Throw away your tropical board shorts and ditch the cowrie shell necklace - that whole Surfing USA thing is so old. These days, it's all about Surfing UK...
Yes, surfers are leaving California and Australia behind and flocking to the UK, where beaches in England, Scotland and Ireland boast a previously untapped source of world-class waves.
With quality surf schools also popping up along the British coastline, offering everything from summer courses to 'surf and yoga retreats', it's never been easier to get the boarding bug. And a trip to Hastings is a lot cheaper than a visit to Hawaii to boot.
Of course wherever you do it, surfing is one of those hobbies that demands the proper gear - as anyone caught in a riptide without a decent wetsuit will attest. So whether you're a hardcore surfer or a beginner looking to get your feet wet, these are the gadgets you'll need to help you catch those quality waves.
1. Guts Doodlebug
The Holy Grail for surfing the UK’s varied coastline is a board that can handle conditions. The handmade Doodlebug fits the bill nicely. Its high volume provides plenty of float, while the shortboard design and tail make sure it’s fast and easy to turn. Shaped by former European Longboard Champion Chris Griffiths, it’s designed to be ridden four to six inches shorter than your normal board length, and can be given a custom paint job to help mark you out from the mass-produced hordes.
2. Vango Dry 20
Here’s your solution to carrying a dripping wetsuit around without getting the rest of your kit soaked. Made from fully waterproof ripstop nylon, the pack’s roll-top is completely sealed and can be compressed via an air valve. If your wave-hunting involves long coastal walks, a ventilated back system, sternum strap and removable waist strap keep things comfortable. There are also three external zipped pockets (two of which are waterproof) for essentials such as surf wax and spare leash.
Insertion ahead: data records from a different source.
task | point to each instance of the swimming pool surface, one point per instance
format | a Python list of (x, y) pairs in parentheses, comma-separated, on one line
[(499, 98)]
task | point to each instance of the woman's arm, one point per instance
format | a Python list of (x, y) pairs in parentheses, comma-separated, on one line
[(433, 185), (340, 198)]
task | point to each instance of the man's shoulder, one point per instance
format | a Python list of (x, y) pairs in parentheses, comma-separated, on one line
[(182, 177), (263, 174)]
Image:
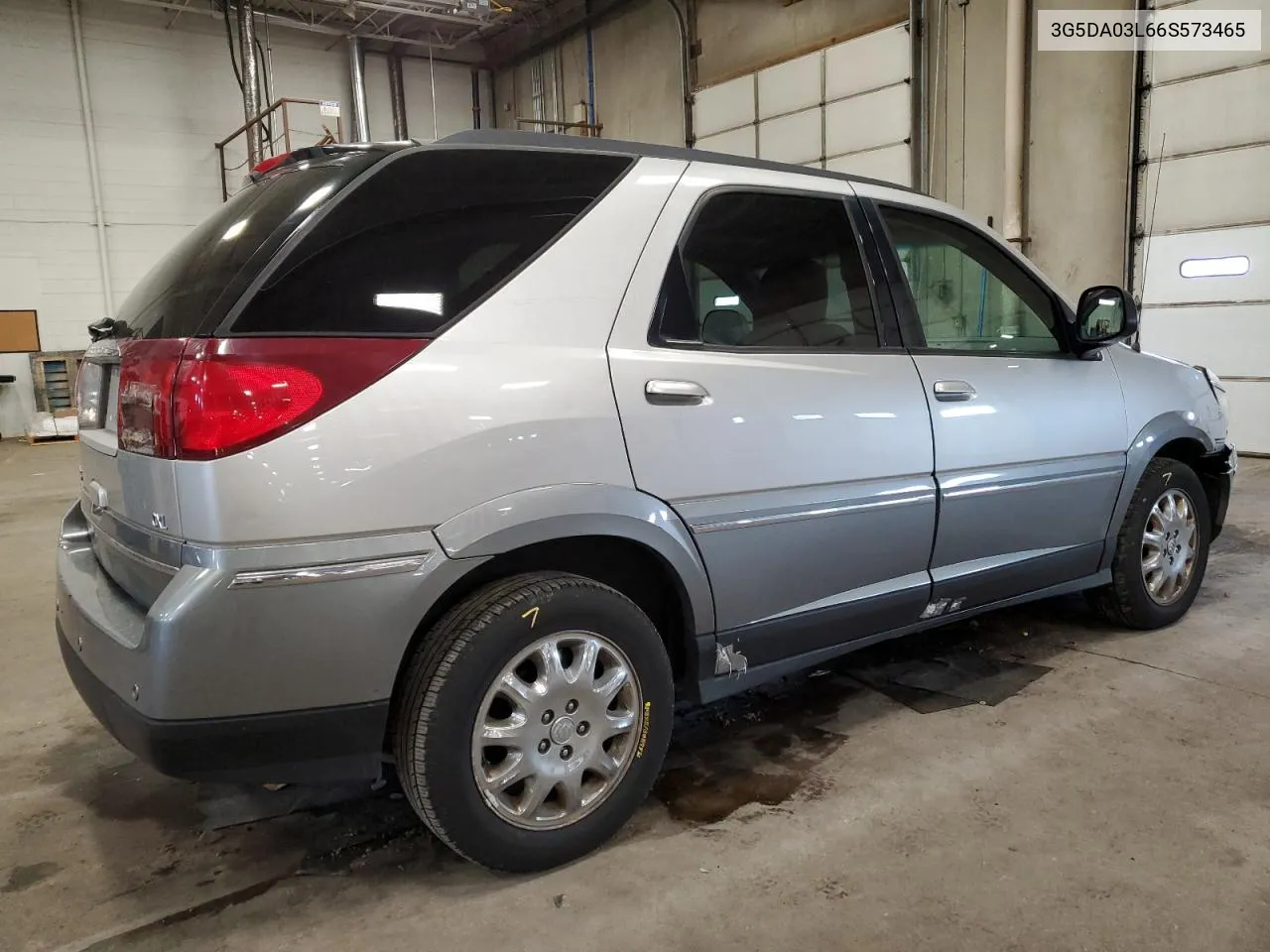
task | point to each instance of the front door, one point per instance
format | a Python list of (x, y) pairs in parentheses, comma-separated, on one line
[(760, 399), (1029, 439)]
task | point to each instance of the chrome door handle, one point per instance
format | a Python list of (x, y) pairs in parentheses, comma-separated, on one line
[(953, 390), (675, 393)]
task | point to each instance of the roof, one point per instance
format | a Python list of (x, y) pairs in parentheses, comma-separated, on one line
[(508, 139)]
3. Patagonia Men's R3 Front-Zip Full Wetsuit
For mid-summer to autumn in the UK, you need a wetsuit that’s at least 2mm thick. The R3 fits the bill, with a mix of 2.4mm and 3.4mm-thick neoprene and a snug Merino wool lining that keeps you warm without too much bulk. Any ‘flush through’ is kept to a minimum by the one-piece front and back panels, plus internal and external neck gaskets. The seams are also triple-glued for extra durability and strength.
More after the break...
4. Finisterre Ekman Jacket
If you’re planning to stay in the UK rather than jet out to Oahu, you’ll need a post-surf jacket to help you warm up. The Ekman has a soft, brushed inner to make it comfortable against bare skin, but is also roomy enough for layering up. It’s also waterproof and breathable, packs up into its own inside zip pocket, and has an excellent adjustable hood (with enough room for beanie-wearers). Two zipped outer pockets are on hand to swallow your camera and phone.
5. Dragon H20 Jam Sunglasses
Even if you don’t manage to stay afloat after a wipeout, it’s always useful if your sunglasses do. These shades have a light nylon frame that helps them stay on the surface and saves you buying a new pair in the event of catastrophic slippage (unless a very fashionable seal gets there first).
Polarised lenses and complete UV protection help you see clearly in all conditions, and they’re available in six different colour schemes to help you find a match for your board.
6. Rip Curl Search GPS Watch
Triathletes have long sported GPS watches, and now it’s the turn of surfers. Rather than serve up pre-loaded wind and swell stats, the Search GPS locks on to satellites to grab the latest tide information from 1300 surfing locations around the world. Once you’re on the water, it then provides live stats such as top speed, total distance and number of waves caught, before syncing data and maps with an iOS map and Rip Curl’s site. There’s no ‘live shark cam’ available yet, though.